The original Diablo developers at Condor had a novel idea to make money after the game released: Physical microtransactions.
While gaming has certainly evolved since the 70s and 80s, parts of the market have remained the system. Coin-op arcades were the original microtransactions and games were designed to be as hard as possible to ensure players keep pumping in quarters for another chance. The video game crash changed things and it took a while before this kind of small accruing monetization arrived on consoles, but then Bethesda introduced horse armor and gave rise to gaming's current billion-dollar mTX economy.
Even back in the 90s, PC developers were trying to find ways to monetize their games over time. The original Diablo devs came up with the interesting idea to sell small "expansion discs" that would contain little extras like armor, weapons, and even new environmental effects. The idea was to sell off small pieces of the game for $5 a piece--kind of like a physical microtransaction.
Condor, the original studio founded by David Brevik and brothers Erich and Max Schaefer, included the marketing idea in their original Diablo pitch. Condor was acquired by Blizzard in 1996 and renamed Blizzard North, where it stood for many years and delivered Diablo II and its accompanying Lord of Destruction expansion.
Condor took inspiration from the popular card game Magic: The Gathering for this particular idea. Magic makes money by selling themed packs that continue a storyline and offer more collectible cards while constantly rotating blocks--or sets of cards--outside of tournament play. The result is an ever-evolving product ecosystem where consumers have to keep buying packs if they want to keep up and play in tournaments.

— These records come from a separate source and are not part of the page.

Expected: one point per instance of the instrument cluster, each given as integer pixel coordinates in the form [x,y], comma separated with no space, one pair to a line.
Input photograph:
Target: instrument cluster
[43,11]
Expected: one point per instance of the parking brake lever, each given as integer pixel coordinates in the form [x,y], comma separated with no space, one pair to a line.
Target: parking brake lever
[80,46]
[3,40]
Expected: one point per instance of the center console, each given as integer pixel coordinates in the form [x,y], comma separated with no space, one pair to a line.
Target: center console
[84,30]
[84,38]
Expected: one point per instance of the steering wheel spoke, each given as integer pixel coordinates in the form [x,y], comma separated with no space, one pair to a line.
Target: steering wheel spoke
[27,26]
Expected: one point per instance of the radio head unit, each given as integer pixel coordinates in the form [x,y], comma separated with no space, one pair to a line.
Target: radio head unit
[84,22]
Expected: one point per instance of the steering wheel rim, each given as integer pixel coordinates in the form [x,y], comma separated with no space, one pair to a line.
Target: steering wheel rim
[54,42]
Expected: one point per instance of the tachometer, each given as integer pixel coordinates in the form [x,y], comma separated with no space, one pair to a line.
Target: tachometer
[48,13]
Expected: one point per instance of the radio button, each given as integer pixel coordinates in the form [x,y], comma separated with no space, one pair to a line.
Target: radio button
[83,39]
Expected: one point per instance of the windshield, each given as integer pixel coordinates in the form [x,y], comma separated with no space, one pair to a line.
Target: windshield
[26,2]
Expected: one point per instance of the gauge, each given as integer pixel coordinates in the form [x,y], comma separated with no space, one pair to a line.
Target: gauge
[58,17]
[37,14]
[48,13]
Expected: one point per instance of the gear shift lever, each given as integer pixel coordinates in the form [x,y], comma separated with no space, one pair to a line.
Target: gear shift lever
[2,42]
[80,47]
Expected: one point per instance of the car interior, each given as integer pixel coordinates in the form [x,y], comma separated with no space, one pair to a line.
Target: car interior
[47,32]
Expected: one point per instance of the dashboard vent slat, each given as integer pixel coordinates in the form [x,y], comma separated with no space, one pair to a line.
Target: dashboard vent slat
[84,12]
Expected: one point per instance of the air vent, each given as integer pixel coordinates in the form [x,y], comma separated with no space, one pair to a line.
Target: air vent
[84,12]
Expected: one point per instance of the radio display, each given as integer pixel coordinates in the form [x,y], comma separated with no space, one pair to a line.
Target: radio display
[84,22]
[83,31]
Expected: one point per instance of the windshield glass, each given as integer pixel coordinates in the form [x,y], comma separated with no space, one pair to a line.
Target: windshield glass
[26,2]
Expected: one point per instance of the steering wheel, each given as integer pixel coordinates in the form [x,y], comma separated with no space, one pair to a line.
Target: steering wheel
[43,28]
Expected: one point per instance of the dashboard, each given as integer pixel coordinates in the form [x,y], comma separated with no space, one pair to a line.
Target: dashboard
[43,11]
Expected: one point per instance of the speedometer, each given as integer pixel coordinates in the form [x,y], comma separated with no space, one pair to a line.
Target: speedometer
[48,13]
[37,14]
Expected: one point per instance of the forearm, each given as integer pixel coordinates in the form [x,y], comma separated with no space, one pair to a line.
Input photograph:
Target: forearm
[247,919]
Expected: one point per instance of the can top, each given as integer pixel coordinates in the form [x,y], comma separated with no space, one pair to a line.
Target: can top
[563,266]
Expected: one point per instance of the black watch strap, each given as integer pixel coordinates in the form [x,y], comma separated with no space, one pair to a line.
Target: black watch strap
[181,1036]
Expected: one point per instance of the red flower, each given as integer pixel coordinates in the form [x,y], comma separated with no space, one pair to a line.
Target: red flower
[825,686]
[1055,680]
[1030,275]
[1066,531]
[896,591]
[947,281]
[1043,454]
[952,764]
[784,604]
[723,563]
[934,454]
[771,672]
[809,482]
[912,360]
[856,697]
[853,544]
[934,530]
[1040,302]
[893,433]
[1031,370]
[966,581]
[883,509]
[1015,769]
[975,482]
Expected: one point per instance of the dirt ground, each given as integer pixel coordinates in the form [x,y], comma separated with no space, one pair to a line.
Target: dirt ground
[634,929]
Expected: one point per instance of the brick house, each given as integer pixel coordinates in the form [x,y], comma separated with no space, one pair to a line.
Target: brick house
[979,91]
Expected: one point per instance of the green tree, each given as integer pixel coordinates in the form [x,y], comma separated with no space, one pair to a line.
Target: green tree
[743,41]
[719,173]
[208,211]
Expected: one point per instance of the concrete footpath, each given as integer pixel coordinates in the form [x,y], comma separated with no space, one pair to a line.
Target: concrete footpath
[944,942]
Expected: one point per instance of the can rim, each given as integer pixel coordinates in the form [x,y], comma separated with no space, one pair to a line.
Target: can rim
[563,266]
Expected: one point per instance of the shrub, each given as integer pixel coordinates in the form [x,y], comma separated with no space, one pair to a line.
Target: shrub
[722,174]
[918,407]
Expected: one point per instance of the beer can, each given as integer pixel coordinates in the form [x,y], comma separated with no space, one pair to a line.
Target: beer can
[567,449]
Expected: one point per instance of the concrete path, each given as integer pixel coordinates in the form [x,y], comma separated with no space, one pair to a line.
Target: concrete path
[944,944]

Here's an excerpt from the Diablo pitch:
There are really two products here: Diablo, which stands on its own, and its expansion packs.
These packs would consist of one disk and maybe an information card in a small package. The disk would contain new elements that are directly installable into the base Diablo game. These elements would include: new magic items, new creatures, new traps and new level graphics.
Expansion disks would all be different (or maybe 16 or 32 combinations) and would contain approximately 16 new elements in varying degrees of rarity. A sample disk might contain: One rare sword, three uncommon magic items, eight common items, two creatures, one trap, and a new hallway type.
A player would buy a new expansion disk or two, go home and install the new data into his game. The new elements would be incorporated into the random mix when a new level is generated. Perhaps a player's character should have one goodie directly placed into his inventory for instant gratification.
We believe these expansion disks should be priced at around $4.95 with the hope that they would be placed near cash registers as point-of-purchase items. Players would buy these packs as an afterthought, or maybe in an attempt to collect them all. A 'collector'-type art card, representing the rare item in a pack, could enhance this sense of collectability.